Constato dois elementos analisadores que me permite ver e enunciar certas dificuldades para a
conformação do campo da saúde, como lugar em que a diferença do outro é o mote que dá sentido a
todo esse território institucional: de um lado, a ampla extensão de cobertura que essa política
permitiu no país como um todo, porém capitaneada por um modelo de práticas de atenção devedora
do domínio centrado nos procedimentos profissionais, sem tomar como eixo o outro/usuário, suas
formas de existências e modos de produzir necessidades. Ao colocar sob o tacão da medicalização
as questões sociais, acaba por reduzi-las ao campo de significação do terreno dos adoecimentos e,
portanto, território de domínio do saber agir dos profissionais de saúde, com exclusividade.
De outro lado, o crescimento enorme de um “tanto faz”, no antigo campo sanitário, em
relação aos processos de privatização das coisas públicas, levando o SUS hoje a ter mais a cara de
um “grande plano de saúde pobre, para pobre” do que uma política de estado imbuída da construção
de um novo patamar de cidadanização na saúde, como um todo. A ideia que alguns de nós teve de
“susificar” o campo da saúde suplementar, quando da aparição da Agência Nacional de Saúde
(ANS), se inverteu. O SUS está se “aenessificando”. O mercado e sua lógica penetrou as nossas
fissuras e age de modo forte como poder constituinte.
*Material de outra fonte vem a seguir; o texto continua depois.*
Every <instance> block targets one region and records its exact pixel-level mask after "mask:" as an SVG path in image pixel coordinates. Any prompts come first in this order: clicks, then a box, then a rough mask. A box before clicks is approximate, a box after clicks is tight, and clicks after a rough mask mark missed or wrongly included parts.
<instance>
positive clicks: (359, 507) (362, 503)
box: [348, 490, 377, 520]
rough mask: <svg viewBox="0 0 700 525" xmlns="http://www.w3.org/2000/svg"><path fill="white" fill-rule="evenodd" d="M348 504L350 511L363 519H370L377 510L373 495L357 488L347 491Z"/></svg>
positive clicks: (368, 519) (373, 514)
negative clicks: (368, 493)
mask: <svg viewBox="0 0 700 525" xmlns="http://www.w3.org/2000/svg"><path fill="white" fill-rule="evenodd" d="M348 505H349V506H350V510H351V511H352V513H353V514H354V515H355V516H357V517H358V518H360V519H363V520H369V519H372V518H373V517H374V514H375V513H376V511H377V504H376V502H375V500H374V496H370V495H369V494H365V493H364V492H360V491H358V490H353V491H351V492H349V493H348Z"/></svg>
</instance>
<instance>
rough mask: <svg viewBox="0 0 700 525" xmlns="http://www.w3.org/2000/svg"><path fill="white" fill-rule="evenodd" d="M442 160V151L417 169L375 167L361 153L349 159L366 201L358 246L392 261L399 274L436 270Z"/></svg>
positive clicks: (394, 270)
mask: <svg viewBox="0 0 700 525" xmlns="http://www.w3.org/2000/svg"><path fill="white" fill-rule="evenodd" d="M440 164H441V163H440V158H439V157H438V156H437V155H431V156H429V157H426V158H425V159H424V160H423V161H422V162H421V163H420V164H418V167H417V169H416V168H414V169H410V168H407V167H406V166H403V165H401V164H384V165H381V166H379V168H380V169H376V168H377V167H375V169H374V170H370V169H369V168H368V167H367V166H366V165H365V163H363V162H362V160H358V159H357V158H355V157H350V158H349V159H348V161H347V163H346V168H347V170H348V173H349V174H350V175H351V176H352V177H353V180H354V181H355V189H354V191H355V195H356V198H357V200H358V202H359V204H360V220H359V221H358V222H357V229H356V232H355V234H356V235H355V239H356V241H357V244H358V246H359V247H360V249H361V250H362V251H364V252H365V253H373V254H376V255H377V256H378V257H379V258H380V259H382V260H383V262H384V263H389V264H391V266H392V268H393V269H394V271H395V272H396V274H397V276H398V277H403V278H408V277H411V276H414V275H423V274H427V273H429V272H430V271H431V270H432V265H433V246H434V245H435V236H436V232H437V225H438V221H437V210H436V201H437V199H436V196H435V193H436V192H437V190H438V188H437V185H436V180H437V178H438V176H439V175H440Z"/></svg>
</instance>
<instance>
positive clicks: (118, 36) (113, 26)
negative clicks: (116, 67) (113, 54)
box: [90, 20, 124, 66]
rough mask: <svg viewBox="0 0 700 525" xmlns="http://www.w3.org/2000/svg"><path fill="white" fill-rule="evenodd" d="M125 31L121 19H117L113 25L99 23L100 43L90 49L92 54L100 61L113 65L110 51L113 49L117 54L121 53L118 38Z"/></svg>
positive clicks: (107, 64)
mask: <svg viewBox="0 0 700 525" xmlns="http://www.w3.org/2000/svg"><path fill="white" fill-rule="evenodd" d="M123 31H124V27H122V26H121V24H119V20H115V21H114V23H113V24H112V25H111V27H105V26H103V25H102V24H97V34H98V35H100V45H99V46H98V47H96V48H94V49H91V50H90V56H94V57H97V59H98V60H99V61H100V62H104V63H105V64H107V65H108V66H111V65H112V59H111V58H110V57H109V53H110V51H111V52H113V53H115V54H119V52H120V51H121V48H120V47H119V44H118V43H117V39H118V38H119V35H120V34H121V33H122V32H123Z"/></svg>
Vejo que se não encararmos esse tipo de diagnóstico da situação como dramático, não
produziremos boas “resistências” e muitas de toda essas lutas ficarão só como cicatrizes em corpos
individuais e coletivos.
Imagino a necessidade de encarar o fazer cotidiano como o lugar para agir nesse território
fissurado, mas para isso muitos de nós temos que nos colocar em diálogo sobre as seguintes ideias:
• a saúde pública, fragmentada em relação a medicina, ainda foi não superada, em nós; sendo
cada vez mais biopolítica capitalística, do que campo de construção de novas práticas sociais
de saúde;
• a ciência oficial, inclusive no que a própria saúde coletiva se transformou, tem sido um
obstáculo mais do que uma aliada desse processo, e aí torná-la ferramenta mais do que
“saber sobre” é um movimento necessário, para podermos produzir uma resistência
instituinte;
• não há certo e errado, mas disputas de verdades, carregadas de projetos políticos e sociais,
que podem na sua multiplicidade, demarcada pela oposição ao modo capitalístico de
entender a vida, conduzir uma construção coletiva na diferença, que aprofunde promessas do
movimento sanitário, nunca cumpridas;
• temos mais força no fazer comprometido com a produção da vida individual e coletiva, ali
no cotidiano dos coletivos de trabalhadores e usuários, que se encontram aos milhões nas
nossas redes de cuidado, tomando o acontecimento do encontro como lugar de relações de
força para sair do agir sobre a vida para um agir com a vida;
• apostar na construção de coletivos que se vêm enriquecidos com os outros, que estão no
mesmo campo em comum, talvez seja a única forma de revertermos esse processo de
deterioração, que do meu ponto de vista ameaça a produção de uma sociedade mais
comprometida com a vida de todos.

Olho todo esse texto e vejo que não daria mesmo para não produzir no final um desafio, uma
certa convocatória, mesmo reconhecendo sua parcialidade e correndo o risco de estar só trazendo
algo muito centrado, conforme digo no começo, pelo risco de ter optado pela minha lógica
testemunhal. Entretanto, corro esse risco ciente de que aqui há coisas que pode interessar a muitos e
isso o justifica. Continuo apostando que nas nossas diferenças, que ao não se tolerarem se fizeram
fissuras, é onde poderemos encontrar um comum que nos impulsiona para uma ação diferente e que
não permita que o passado fique só para narrativas testemunhais, mas se presentifique aí no mundo
da vida, aqui e agora, em qualquer lugar onde ela pulula e se faz existência.